Cast: Amitabh Bachchan, Aman Siddiqui, Juhi Chawla, Shah Rukh Khan, Rajpal Yadav, Satish Shah, Priyanshu Chatterjee
Director: Vivek Sharma
A ghost and a boy: that’s what Bhootnath is about. It would have been a cracker of a ‘family entertainer’ if debutant director Vivek Sharma had held his focus firmly on the main track. And persuaded his producer Ravi Chopra to keep the film at a tight one-and-a-half hours, instead of the stretched-out two-and-a-half.

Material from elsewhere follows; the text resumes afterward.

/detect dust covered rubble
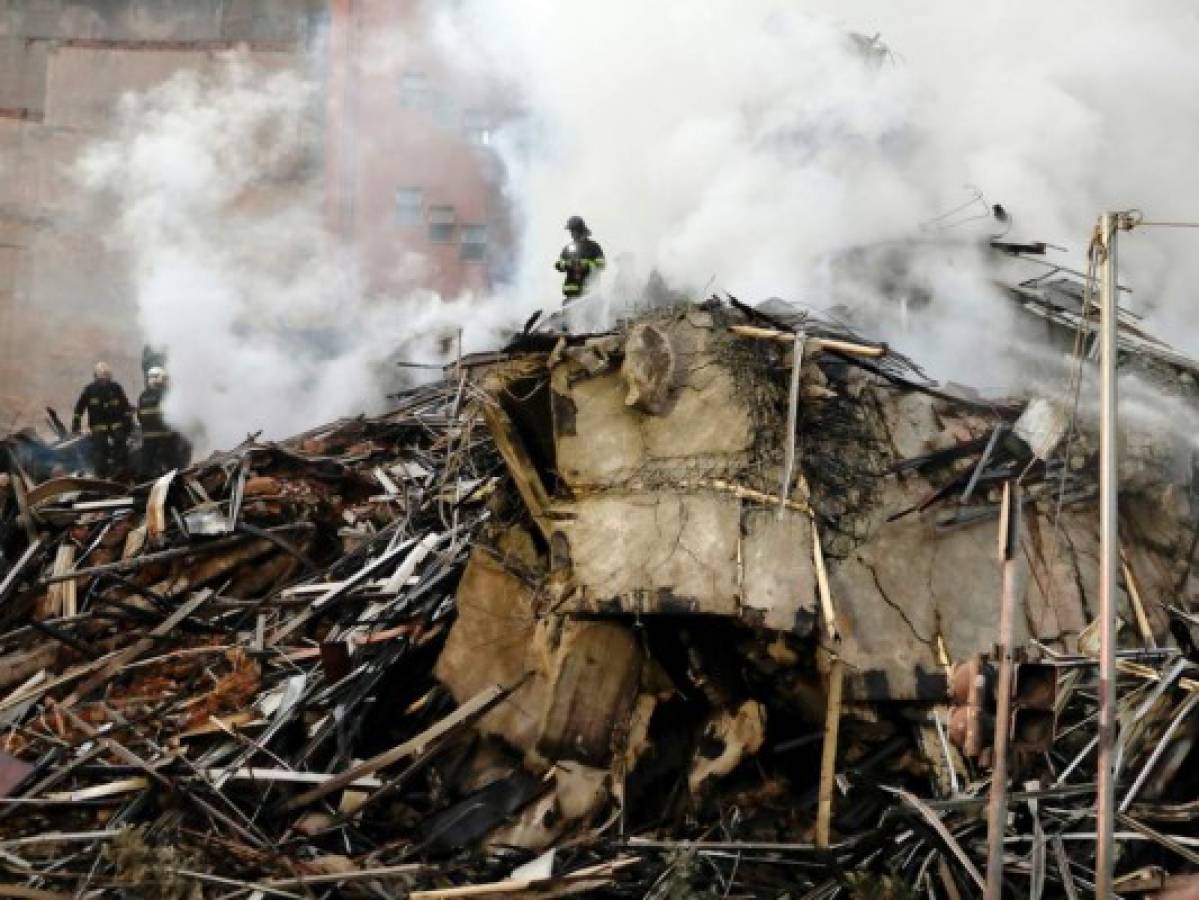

Young Banku (Aman) comes to live in a haunted house in Goa, with his mom (Juhi). That a Bollywood brat will be called ‘naughty’ by his parents and teachers (how about, for heaven’s sake, a more appropriate word — ‘naughty’ makes you think of Victorian misses giving their nannies a hard time) is a given. Fortunately, Banku walks and talks like a real child, not an automated robot with a sing-song voice, so his chirpy tete-a-tetes with Bhootnath (Amitabh) are amusing, till the novelty starts wearing off.
The film starts off with a smart youthful air, seguing smoothly into the chaar foot do lad and the chhey foot do bhoot bantering about stars in the sky which are really angels, and cavorting on Goan beaches. Long snatches are spent in Banku’s school where a rival needs to be convinced that there is, indeed, a ghost, and a principal who likes gobbling tiffin: but the initial pleasant time-pass feeling, encouraged by the quick edits, gets overpowered when everything starts taking too long.
There are loose ends, unseemly in a well-made film: Rajpal Yadav, who plays a wavering drunk infesting the house suddenly disappears without explanation (what was he doing there in the first place?); Juhi Chawla’s chandelier danglers turn into studs within a sequence, and Amitabh’s Bhootnath cleans up his filthy self inexplicably after he’s befriended by Banku: do ghosts have to be grubby?
And then it comes: post interval, you discover you’ve all along been watching Baaghban 0.2 — the poor ol’ bhoot is actually just a heart-broken father, who’s been let down by a son (Priyanshu), who upped and left for videsh, and never came back. Out come the hankies, and the nostrums. It is, after all, a B R Chopra production: unless you can wring tears, it’s not really a film, right?
The kitty party aunties who swarmed the first-day-first-show were having a grand time, sniffling away. The film has been released to coincide with the summer holidays, so sure, take the kids, and whisk them away swiftly before it gets all too heavy. Before you leave, enjoy some clever special effects, and a nicely-choreographed peppy kiddie rap number. And a sprightly SRK in a walk-on part.